I’m referring to the fiasco commonly known as the Fyre Festival. I won’t go into the details—if you haven’t been following the story of the boutique luxury VIP, ‘immersive’ music and lifestyle festival that would have taken place over two ‘transformative’ weekends on a private island in The Bahamas once owned by a drug cartel kingpin—except it totally didn’t come off as promised—hit my links.
But I’m not here to dwell on the Fyre Festival in particular. Rather, the entire episode calls to mind both the power and powerlessness of marketing. In the case of the promoters behind the Fyre Festival, the marketing was decidedly slick.
This video, for instance, features a mash-up of tropical splash clips, live performance clips, private plane and yacht clips, and a pulsing dance track: the content and presentation is bold.
The promoters tapped into the star power of brand name social media influencers as well, in this case rap legend Ja Rule got on board as a ‘founder.’ I believe influencers can play an important role in effective marketing campaigns.
Other promotional materials portrayed artist mock ups of the accommodations—classy.
The video, the influencers (except Ja Rule—he seems to be shouldering some level of responsibility), the artistic renderings: share a surface quality…and a lack of depth. That’s where the powerlessness of marketing comes in. In certain instances, and the Fyre Festival provides a perfect example, the marketing is the event, and the event—a product, a service, a promise—only looks good on paper.

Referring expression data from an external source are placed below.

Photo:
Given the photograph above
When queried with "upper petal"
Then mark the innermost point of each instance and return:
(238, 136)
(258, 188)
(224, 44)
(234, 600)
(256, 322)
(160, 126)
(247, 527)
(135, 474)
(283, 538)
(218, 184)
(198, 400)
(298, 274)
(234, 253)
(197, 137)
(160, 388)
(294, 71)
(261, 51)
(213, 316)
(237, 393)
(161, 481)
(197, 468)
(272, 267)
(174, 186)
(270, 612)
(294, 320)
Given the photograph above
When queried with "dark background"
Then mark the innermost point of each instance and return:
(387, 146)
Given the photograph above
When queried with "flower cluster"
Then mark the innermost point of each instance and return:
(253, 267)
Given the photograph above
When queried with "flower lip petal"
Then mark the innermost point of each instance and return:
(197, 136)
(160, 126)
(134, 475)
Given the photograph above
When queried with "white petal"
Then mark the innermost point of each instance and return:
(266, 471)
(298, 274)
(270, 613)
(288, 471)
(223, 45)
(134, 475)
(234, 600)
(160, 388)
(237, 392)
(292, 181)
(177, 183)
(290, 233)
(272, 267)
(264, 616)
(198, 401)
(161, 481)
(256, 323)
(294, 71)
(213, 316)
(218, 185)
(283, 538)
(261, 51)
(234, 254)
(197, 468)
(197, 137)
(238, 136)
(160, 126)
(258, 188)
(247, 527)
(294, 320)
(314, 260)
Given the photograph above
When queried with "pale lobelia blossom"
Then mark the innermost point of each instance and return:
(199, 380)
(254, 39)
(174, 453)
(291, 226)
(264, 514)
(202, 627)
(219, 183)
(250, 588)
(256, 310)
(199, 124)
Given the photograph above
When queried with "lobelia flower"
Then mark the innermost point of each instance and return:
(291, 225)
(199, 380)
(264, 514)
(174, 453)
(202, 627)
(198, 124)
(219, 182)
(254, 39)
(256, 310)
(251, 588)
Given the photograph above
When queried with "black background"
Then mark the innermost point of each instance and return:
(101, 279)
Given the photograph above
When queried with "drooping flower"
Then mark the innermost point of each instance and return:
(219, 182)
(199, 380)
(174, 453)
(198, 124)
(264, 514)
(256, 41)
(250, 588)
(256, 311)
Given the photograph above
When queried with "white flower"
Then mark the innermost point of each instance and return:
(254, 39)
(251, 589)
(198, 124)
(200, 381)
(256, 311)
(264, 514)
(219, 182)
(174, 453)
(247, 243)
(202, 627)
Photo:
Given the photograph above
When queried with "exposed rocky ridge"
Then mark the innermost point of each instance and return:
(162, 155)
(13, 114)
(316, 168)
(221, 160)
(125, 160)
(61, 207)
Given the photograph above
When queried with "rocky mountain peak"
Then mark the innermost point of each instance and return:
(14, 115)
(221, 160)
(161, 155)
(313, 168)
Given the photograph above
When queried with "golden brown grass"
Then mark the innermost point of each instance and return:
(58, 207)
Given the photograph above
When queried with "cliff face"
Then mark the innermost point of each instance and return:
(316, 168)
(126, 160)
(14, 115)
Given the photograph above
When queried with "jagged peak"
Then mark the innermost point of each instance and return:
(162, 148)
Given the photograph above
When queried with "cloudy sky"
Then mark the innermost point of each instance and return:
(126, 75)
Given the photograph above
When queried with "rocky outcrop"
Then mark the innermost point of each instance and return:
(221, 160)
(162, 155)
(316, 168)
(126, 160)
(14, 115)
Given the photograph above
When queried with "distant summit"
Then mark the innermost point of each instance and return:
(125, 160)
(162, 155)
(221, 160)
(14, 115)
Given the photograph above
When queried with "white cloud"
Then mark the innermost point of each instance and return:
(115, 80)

Now, I love what I do and what our team does. One of things we do is help brands develop their identity—something meaningful and relatable for stakeholders to invest in. Yet I’m frustrated when ‘brands’ are all surface and no depth, because creating a package with little inside of it can give ‘slick’ marketers Fyre Festival-type black eyes—and no one wants that.
My point: As an agency, we love helping new brands explore their possibilities. When they come to us stating clearly what they know and don’t know, we start from a realistic baseline. When they arrive making claims, we start wondering. Either way, we try to determine where the value is. Because to Bigfish, marketing isn’t about brand hype—it’s about creative ways to tell people about brand substance.